ReLU, which stands for Rectified Linear Unit, is a type of activation function that is widely used in neural networks, particularly in deep learning models. It is defined mathematically as: $ReLU(x) = max(0,x)$

This function takes a single number as input and outputs the maximum of zero and the input number. Essentially, it passes positive values through unchanged, and clamps all the negative values to zero. Please refer to conv2d_fused_relu design on fusing ReLU with convolution.

Key Characteristics of ReLU:

  • Non-linear: While it looks like a linear function, ReLU introduces non-linearity into the model, which is essential for learning complex patterns in data.
  • Computational Efficiency: One of ReLU's biggest advantages is its computational simplicity. Unlike other activation functions like sigmoid or tanh, ReLU does not involve expensive operations (e.g., exponentials), which makes it computationally efficient and speeds up the training and inference processes.

This design implements a bfloat16 based ReLU on a vector, performed in parallel on two cores in a single column. This will end up being I/O bound due to the low compute intensity, and in a practical ML implementation, is an example of the type of kernel that is likely best fused onto another more compute-dense kernel (e.g., a convolution or GEMM).

Source Files Overview

  1. aie2.py: A Python script that defines the AIE array structural design using MLIR-AIE operations. This generates MLIR that is then compiled using aiecc.py to produce design binaries (i.e., XCLBIN and inst.txt for the NPU in Ryzen™ AI).

  2. relu.cc: A C++ implementation of a vectorized ReLU operation for AIE cores, which is a 1:1 implementation of the inherent function using low-level intrinsics. The AIE2 allows an element-wise max of 32 bfloat16 numbers against a second vector register containing all zeros, implementing the $ReLU(x) = max(0,x)$ function directly. The source can be found here.
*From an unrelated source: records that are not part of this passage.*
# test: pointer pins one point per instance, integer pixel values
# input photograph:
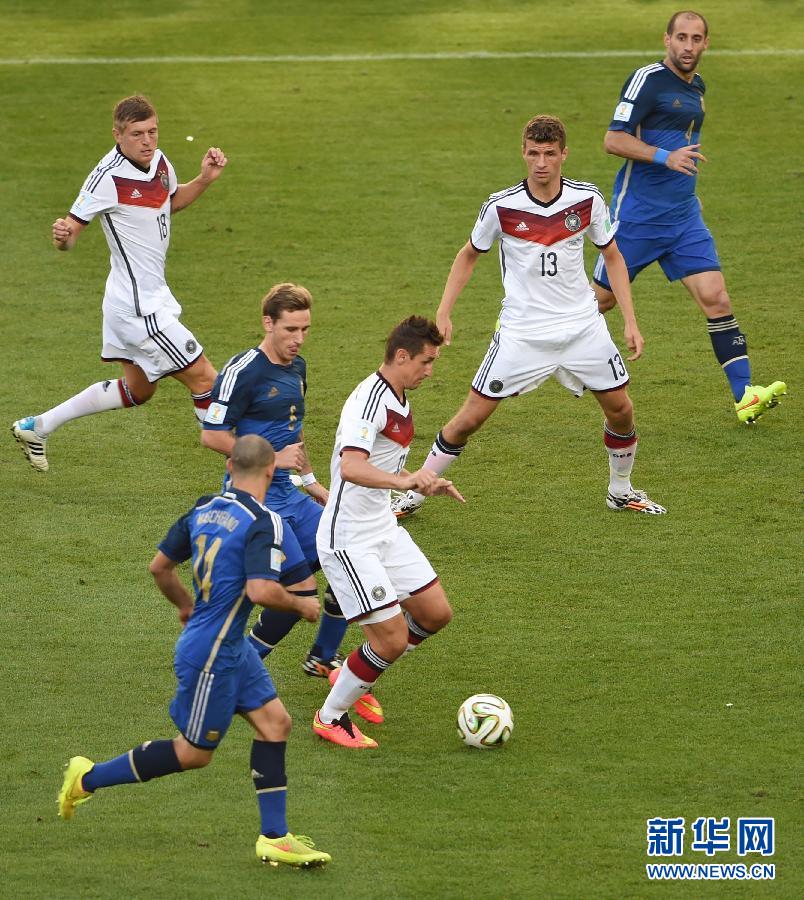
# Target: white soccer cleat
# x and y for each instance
(635, 500)
(32, 444)
(404, 503)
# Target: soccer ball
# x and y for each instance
(485, 720)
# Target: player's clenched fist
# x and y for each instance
(62, 231)
(212, 164)
(429, 484)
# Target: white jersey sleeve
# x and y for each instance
(98, 195)
(487, 228)
(601, 228)
(173, 181)
(359, 432)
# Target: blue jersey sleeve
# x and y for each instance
(263, 553)
(177, 544)
(637, 99)
(231, 394)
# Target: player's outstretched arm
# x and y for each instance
(65, 232)
(271, 594)
(163, 568)
(458, 278)
(212, 165)
(219, 440)
(310, 483)
(356, 468)
(620, 143)
(620, 285)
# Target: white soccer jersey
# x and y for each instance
(134, 206)
(377, 422)
(541, 253)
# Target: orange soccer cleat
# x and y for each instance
(343, 732)
(367, 706)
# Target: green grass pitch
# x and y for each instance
(653, 664)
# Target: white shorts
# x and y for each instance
(370, 580)
(158, 343)
(578, 359)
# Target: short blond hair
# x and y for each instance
(545, 130)
(286, 297)
(132, 109)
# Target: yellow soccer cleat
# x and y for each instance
(72, 794)
(757, 400)
(291, 850)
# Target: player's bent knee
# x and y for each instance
(605, 303)
(437, 618)
(717, 305)
(191, 757)
(391, 646)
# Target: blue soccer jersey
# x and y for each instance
(252, 395)
(231, 538)
(664, 111)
  3. test.cpp: This C++ code is a testbench for the design example. The code is responsible for loading the compiled XCLBIN file, configuring the AIE module, providing input data, and executing the AIE design on the NPU. After executing, the script verifies the memcpy results and optionally outputs trace data.

Usage

C++ Testbench

To compile the design and C++ testbench:

make

To run the design:

make run

To generate a trace file:

make trace